O g1 entrou em contato com o governo de Pernambuco para saber sobre como está sendo realizado o pagamento do auxílio, mas, até a última atualização desta reportagem, não obteve resposta.
Auxílio emergencial
A lei que criou o benefício foi sancionada no dia 14 de maio pela governadora Raquel Lyra (PSD). Segundo a norma, a parcela única, no valor de R$ 2,5 mil, deve ser paga a cada família que comprovar danos materiais causados por enchentes ou deslizamentos.
O texto prevê investimento de R$ 8,7 milhões para contemplar até 3,5 mil moradores.
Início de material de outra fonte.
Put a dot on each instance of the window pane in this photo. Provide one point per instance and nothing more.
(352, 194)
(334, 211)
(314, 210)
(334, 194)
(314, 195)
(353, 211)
O auxílio é para pessoas de baixa renda, cadastradas no Cadastro Único do Governo Federal (CadÚnico), que tiveram perda total ou parcial do imóvel e também a inutilização de mobiliário e eletrodomésticos de uso essencial.
Para receber o auxílio, as famílias precisam comprovar, por documento emitido pelo município, que teve a residência danificada, exclusivamente, pelos transtornos provocados pelas chuvas. As pessoas que não são cadastradas no CadÚnico ou que estão com o cadastro desatualizado devem ter atendimento prioritário para cadastramento e encaminhamento ao estado.